# Hello all!



## Hypoponera (Apr 29, 2007)

Greetings from New Mexico,

I wanted to say hello to all you other mantis people. My name is Mike and I'm returning to my long standing interest in mantids. I have spent the past several years playing with ants. Great little critters! I currently have 6 active colonies going.

But it is time to get back to my first love. The mantids were my reseach animal for every project while working on my BS. I managed to use mantids in every entomology class I took. I even managed to rear out 3 generations of _Stagmomantis limbata _and 1 generation of _Litaneutria minor_.

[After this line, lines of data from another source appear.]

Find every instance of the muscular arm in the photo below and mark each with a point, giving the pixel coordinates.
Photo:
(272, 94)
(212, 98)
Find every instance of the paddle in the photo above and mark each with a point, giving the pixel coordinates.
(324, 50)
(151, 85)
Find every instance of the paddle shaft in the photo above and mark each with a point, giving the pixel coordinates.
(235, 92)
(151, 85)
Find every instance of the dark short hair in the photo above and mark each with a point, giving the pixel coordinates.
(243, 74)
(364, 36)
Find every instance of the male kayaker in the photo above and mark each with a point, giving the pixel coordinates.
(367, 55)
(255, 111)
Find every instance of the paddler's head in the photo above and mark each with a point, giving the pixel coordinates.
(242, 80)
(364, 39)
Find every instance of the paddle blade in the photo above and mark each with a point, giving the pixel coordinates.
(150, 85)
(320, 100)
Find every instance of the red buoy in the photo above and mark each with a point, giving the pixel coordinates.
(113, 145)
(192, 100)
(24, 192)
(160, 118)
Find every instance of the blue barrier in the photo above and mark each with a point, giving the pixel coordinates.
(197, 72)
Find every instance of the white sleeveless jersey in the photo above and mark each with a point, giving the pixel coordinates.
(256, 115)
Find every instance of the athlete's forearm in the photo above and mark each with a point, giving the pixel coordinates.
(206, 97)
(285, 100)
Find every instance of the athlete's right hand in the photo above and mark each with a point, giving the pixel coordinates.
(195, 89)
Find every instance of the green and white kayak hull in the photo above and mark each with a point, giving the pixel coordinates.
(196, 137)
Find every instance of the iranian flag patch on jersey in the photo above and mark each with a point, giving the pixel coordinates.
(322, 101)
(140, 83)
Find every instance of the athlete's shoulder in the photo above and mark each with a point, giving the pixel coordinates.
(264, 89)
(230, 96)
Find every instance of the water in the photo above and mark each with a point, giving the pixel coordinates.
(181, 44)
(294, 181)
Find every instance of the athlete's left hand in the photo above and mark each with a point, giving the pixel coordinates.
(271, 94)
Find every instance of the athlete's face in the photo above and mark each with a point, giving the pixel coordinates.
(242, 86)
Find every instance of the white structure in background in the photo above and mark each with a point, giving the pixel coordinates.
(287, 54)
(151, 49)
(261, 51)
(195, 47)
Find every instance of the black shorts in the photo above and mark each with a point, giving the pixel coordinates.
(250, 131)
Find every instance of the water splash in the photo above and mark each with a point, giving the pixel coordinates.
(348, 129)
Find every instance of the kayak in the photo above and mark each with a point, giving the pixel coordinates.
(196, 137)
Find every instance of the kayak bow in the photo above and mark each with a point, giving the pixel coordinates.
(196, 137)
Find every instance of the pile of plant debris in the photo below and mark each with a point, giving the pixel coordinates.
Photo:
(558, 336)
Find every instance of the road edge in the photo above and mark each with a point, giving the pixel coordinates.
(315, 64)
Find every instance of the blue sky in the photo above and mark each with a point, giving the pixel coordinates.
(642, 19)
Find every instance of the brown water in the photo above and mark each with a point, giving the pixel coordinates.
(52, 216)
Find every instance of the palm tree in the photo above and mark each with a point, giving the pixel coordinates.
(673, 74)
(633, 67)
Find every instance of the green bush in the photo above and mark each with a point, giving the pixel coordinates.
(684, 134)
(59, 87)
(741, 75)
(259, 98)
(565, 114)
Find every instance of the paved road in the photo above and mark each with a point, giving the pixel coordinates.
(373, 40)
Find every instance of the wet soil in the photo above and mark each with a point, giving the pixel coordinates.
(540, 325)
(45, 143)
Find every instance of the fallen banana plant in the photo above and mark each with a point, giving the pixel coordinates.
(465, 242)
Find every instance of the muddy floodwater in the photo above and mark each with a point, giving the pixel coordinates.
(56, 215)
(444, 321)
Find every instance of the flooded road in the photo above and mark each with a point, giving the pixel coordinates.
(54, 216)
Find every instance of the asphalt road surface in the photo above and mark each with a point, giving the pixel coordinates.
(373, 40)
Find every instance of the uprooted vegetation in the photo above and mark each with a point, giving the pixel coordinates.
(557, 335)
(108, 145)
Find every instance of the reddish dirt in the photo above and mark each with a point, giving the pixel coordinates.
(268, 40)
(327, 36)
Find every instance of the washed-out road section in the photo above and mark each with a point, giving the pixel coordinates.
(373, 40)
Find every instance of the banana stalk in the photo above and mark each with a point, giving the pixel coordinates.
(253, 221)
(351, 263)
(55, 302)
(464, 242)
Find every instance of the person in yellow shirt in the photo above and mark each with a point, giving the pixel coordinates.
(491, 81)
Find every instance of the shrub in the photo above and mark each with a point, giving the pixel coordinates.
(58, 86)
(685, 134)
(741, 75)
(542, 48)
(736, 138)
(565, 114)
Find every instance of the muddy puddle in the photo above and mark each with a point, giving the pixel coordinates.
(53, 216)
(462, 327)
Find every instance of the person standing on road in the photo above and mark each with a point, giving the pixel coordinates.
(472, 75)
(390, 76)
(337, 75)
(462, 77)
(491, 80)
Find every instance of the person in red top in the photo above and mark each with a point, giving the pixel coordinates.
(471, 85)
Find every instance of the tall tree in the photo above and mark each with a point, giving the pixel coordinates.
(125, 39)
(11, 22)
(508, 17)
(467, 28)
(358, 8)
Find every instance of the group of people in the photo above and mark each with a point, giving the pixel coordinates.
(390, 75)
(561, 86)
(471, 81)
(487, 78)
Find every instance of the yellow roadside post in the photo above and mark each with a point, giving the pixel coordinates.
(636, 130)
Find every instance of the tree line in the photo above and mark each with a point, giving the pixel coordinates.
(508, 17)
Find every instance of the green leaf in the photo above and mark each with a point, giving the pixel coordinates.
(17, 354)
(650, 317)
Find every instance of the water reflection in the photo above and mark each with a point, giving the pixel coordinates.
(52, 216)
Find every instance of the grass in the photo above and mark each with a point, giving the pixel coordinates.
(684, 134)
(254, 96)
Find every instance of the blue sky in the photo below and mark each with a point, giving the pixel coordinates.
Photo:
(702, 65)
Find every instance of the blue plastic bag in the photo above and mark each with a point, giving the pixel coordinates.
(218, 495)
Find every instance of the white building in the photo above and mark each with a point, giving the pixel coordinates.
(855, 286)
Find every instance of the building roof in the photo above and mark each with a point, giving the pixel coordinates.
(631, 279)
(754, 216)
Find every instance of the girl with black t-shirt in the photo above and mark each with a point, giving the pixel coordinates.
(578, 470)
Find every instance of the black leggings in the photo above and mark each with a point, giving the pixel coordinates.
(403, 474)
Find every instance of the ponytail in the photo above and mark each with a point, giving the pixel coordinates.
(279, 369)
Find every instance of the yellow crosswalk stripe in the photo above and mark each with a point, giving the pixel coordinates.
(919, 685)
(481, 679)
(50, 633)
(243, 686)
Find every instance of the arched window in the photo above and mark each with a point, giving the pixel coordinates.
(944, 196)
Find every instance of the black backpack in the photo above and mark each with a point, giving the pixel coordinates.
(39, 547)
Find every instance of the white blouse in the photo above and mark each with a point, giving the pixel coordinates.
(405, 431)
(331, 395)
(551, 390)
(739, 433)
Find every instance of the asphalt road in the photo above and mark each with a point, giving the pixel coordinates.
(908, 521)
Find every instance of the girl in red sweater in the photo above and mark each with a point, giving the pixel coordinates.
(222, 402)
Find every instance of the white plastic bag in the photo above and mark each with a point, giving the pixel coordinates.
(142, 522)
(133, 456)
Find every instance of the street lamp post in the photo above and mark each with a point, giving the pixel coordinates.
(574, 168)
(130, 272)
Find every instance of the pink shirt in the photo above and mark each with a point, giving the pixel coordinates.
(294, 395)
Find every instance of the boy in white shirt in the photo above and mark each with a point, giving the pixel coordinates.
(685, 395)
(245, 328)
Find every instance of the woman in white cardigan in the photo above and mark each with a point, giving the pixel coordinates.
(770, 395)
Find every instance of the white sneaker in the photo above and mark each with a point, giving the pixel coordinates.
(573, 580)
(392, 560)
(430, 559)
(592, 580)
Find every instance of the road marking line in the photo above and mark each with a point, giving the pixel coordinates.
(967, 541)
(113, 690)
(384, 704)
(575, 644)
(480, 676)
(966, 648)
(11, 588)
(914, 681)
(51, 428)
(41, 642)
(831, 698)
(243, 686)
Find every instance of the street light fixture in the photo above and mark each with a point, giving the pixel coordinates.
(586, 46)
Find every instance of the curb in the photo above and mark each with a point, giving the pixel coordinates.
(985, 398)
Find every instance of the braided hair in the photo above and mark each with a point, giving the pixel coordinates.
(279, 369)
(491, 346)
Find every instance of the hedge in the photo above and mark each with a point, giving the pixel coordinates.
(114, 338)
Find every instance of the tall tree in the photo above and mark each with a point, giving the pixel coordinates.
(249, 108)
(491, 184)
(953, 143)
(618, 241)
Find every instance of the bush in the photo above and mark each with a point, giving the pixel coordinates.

I currently have no live mantids. I hope to have a few soon. Until then, I am rebuilding my collection of pinned mantids.

Also, can someone tell me why I have to enter my user name and password twice before I log on?


----------



## jarek (Apr 29, 2007)

Hello we hope you'l like here but I don't know why you have log on twice


----------



## Rick (Apr 29, 2007)

Welcome! Not sure why you are having to log in twice. I have not had any reports of the issue from anyone else. Let us know if it continues.


----------



## robo mantis (Apr 29, 2007)

Welcome


----------



## OGIGA (Apr 29, 2007)

Welcome! I hope you'll get some mantises again and join the community here!


----------



## Hypoponera (Apr 29, 2007)

Thanks for the welcome! I do hope to get started with the mantids again. I am thinking of getting an oothecca or 2 this summer. Chinese egg cases are usually sold by the local gardening shops. I will probably start with those.

Space and time are the current problems. Each of my ant colonies is a different species with all different food requirements. In addition, I have a newly started colony of hissing cockroaches. And of course, there is "George", my wife's addition to my zoo. George is an African Giant Black millipede. But I think 3 ant colonies will be getting released this summer, so hopefully that will free-up some time and space for a mantis or two!


----------



## Way.Of.The.Mantis (Apr 30, 2007)

G'day!


----------



## hibiscusmile (Apr 30, 2007)

Hello new Mexico, I cannot believe your wife has a milliped? I cannot even look at one of those for 2 seconds :shock: :lol:


----------



## Hypoponera (Apr 30, 2007)

My wife doesn't keep the millipede, I do. She got it for me for Christmas. She thought a nice big buggy-thing would be a great gift! And it is. It's alot easier to get food for it then mantids also. The Christmas before, she made me a bug quilt.


----------



## hibiscusmile (May 1, 2007)

U should post a pic of the bug quilt... I would love to see it. :wink:


----------